Property markets in general, and Sydney’s residential market in particular, attract lots of attention. And while speculation always plays a part, at times there appears to be a somewhat polarised view which is either all boom or all gloom. It’s either feast or famine, with buyers being enslaved by high prices or vendors having to suffer losses.
It’s a view that is even more polarised when it comes to property investors, and off-shore buyers and both have been painted as the ‘bad-guys’ of the market. So much so that we appear to have frightened of many off-shore buyers and are doing our best to scare and discourage investors.
Aussie love property investment and there’s really no reason why the market should be carried away with negative news. Or equally be blinded by over confidence, both are negative trends.
Markets always tick over, they naturally fluctuate. Values move up and down, rentals change and so do vacancy rates. They always will.
Against this background let’s take a look at how the NSW rental market has been going over the last 2 years, and it appears that despite all the mixed commentary, the rental market continues to function in an orderly and positive manner.
For the statistics, I’m going to refer to the figures published by the NSW Rental Bond Board.
This is a very deep and broad measure of the private rental market across NSW and shows some interesting figures. For these figures (shown below) I’m taking a state-wide view and will return to more segmented markets in another post, but for now let’s adopt the full state-wide picture.
Raw Numbers Grow
It will come as no surprise that the number of rental properties has increased over the past two years. From the number of bonds lodged the figures show there were 305,158 tenancies in 2016 and that grew to 317,677 tenancies at the 31st of December 2017 an increase of 12,519 occupied properties for the 12 months.
It’s reasonable to suggest much of the increase was new rental investments and right away it can be seen that stock levels have grown at a very steady pace. Trending up over the two-years with more supply but no worrying spikes in supply.
As might be expected the months with the highest level of demand were February and March for both 2016 and 2017, following a slump in January as the holidays impacted demand, as they always have.
On a simple average, there are around 25,950 new bonds lodged every month across NSW. These would include already established properties but would also include new stock being added as projects complete and investors enter the market with new listings.
The graph below shows the pattern of bonds month by month over the two years, and it reveals a fairly even pace of take-up and rentals are overlaid for further comparison.
In January 2016, average rents across NSW were $482.50 per week and that figure had increased to $518.78 in December 2017, peaking at $525.53 as an average weekly rent in October 2017.
The slight fall between October and December appears to be no more than a season drop and previous falls can be seen in May 2016 and July 2017. The general direction for all averaged rentals is up against a consistent level of increased supply.

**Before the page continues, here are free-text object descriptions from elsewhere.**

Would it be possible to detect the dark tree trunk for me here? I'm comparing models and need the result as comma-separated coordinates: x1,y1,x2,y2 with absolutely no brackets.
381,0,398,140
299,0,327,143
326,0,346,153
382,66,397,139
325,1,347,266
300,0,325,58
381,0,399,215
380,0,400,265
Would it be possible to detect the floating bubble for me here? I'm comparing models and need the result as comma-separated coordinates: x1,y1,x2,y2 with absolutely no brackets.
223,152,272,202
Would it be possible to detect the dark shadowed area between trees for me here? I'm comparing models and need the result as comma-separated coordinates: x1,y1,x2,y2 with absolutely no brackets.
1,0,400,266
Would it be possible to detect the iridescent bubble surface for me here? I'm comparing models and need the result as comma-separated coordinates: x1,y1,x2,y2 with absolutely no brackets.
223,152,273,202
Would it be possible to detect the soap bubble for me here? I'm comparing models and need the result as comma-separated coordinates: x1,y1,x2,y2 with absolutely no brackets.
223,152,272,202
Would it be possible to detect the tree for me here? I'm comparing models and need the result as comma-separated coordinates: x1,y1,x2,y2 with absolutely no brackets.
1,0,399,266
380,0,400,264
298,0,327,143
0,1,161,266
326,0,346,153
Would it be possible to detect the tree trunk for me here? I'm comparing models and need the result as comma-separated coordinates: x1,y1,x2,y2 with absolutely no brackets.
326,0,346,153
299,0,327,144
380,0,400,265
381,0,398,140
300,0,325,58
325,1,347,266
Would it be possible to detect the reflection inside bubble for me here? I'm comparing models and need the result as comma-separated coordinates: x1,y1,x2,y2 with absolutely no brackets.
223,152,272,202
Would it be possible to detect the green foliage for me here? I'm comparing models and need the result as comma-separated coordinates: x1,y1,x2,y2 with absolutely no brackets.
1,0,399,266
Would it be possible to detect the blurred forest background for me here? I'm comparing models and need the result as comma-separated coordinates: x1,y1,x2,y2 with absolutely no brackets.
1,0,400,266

Across the 2-year period supply has increased by approximately 4.1%, and while this is running slightly above population growth for Sydney, the gap is not huge and would help contain some ongoing rental growth, although the published figures show higher vacancy rates to be patchy.

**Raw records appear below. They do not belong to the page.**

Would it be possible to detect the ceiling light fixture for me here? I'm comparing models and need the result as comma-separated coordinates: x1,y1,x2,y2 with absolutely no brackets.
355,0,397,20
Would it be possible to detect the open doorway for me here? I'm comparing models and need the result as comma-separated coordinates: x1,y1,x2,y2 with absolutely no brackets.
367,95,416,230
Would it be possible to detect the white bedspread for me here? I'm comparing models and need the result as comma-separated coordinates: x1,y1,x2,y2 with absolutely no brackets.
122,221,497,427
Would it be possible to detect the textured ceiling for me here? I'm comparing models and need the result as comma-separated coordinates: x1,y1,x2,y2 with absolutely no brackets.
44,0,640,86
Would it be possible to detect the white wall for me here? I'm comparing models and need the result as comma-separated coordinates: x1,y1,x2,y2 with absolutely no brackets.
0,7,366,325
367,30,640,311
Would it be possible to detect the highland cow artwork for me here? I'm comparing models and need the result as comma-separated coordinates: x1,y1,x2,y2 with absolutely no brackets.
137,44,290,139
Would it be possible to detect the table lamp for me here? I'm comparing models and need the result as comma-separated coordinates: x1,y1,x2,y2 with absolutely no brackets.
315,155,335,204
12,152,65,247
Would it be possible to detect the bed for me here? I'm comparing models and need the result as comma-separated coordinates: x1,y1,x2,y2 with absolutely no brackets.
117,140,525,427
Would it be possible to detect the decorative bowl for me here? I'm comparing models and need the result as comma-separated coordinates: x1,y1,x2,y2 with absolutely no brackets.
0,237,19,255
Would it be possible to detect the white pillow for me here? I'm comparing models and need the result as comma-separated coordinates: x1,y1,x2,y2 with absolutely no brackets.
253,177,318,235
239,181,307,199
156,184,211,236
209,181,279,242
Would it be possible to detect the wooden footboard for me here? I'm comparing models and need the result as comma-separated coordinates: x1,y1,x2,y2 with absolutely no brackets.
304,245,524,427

Sydney’s population grew by 3.96% in 2016 and by 2.29% in 2017 below the rate of growth shown in the number of bonds and this may create pressures for lower rents in less prime locations or among older stock. Where new stock is available there’s an advantage as people will gravitate towards new stock.
Despite the surge in apartment numbers and continued strong development approvals, in my opinion the table reflects an ‘orderly market’.

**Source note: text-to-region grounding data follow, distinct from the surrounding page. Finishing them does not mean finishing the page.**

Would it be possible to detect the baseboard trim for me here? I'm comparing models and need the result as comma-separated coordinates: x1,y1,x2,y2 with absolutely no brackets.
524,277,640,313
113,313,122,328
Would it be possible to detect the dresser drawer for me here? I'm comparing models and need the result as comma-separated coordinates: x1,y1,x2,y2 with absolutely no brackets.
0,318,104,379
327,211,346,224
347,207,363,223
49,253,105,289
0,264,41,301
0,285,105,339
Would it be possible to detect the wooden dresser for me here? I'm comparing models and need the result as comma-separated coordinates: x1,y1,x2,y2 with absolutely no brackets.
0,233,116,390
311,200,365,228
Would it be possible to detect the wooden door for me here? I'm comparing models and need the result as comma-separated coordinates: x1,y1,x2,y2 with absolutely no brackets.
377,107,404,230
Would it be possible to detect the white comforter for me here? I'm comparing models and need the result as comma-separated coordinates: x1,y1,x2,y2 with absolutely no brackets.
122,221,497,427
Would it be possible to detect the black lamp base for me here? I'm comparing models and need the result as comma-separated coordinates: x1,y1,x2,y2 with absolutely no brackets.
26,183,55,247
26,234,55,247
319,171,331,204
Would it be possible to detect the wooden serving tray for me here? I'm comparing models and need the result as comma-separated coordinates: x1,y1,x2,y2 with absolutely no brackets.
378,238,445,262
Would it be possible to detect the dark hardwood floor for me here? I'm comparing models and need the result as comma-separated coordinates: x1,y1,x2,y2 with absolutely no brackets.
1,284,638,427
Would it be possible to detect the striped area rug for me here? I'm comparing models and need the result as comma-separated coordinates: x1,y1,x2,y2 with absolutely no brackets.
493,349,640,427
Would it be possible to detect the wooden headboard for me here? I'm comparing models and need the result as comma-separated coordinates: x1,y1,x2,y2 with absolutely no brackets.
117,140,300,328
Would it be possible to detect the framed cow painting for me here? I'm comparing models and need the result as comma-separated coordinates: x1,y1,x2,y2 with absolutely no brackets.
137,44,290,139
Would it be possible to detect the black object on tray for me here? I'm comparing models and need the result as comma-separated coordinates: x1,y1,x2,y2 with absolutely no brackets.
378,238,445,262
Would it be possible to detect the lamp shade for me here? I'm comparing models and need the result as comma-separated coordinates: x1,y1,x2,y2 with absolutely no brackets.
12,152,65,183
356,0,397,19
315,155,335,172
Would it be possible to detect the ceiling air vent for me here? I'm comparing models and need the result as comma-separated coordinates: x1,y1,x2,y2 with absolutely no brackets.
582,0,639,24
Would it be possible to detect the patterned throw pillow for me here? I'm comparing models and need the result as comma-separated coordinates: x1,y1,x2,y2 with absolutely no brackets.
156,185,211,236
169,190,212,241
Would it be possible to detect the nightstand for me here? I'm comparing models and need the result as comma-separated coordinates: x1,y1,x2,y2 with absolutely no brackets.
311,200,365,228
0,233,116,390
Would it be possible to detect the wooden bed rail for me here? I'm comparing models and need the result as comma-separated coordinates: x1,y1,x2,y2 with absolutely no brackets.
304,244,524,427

It is also a reality that not all development approvals always proceed to constructions, some will be delayed and even mothballed for the immediate future. Plans can also be modified and this also delays construction. There are already signs of slower new construction activity and this may again see supply limited in the next few years.
There’s an obvious gap between the rate of new apartments coming onto the market and the rate of population growth. This may contain some rental growth in the short-term, but could also deliver an upside to anyone renting and saving for a new home to purchase, thus helping to potentially boost affordability.
Markets are always complex, and with the supply of rental accommodation in NSW heading towards 340,000 plus tenancies over-stating or speculating market trends is rash.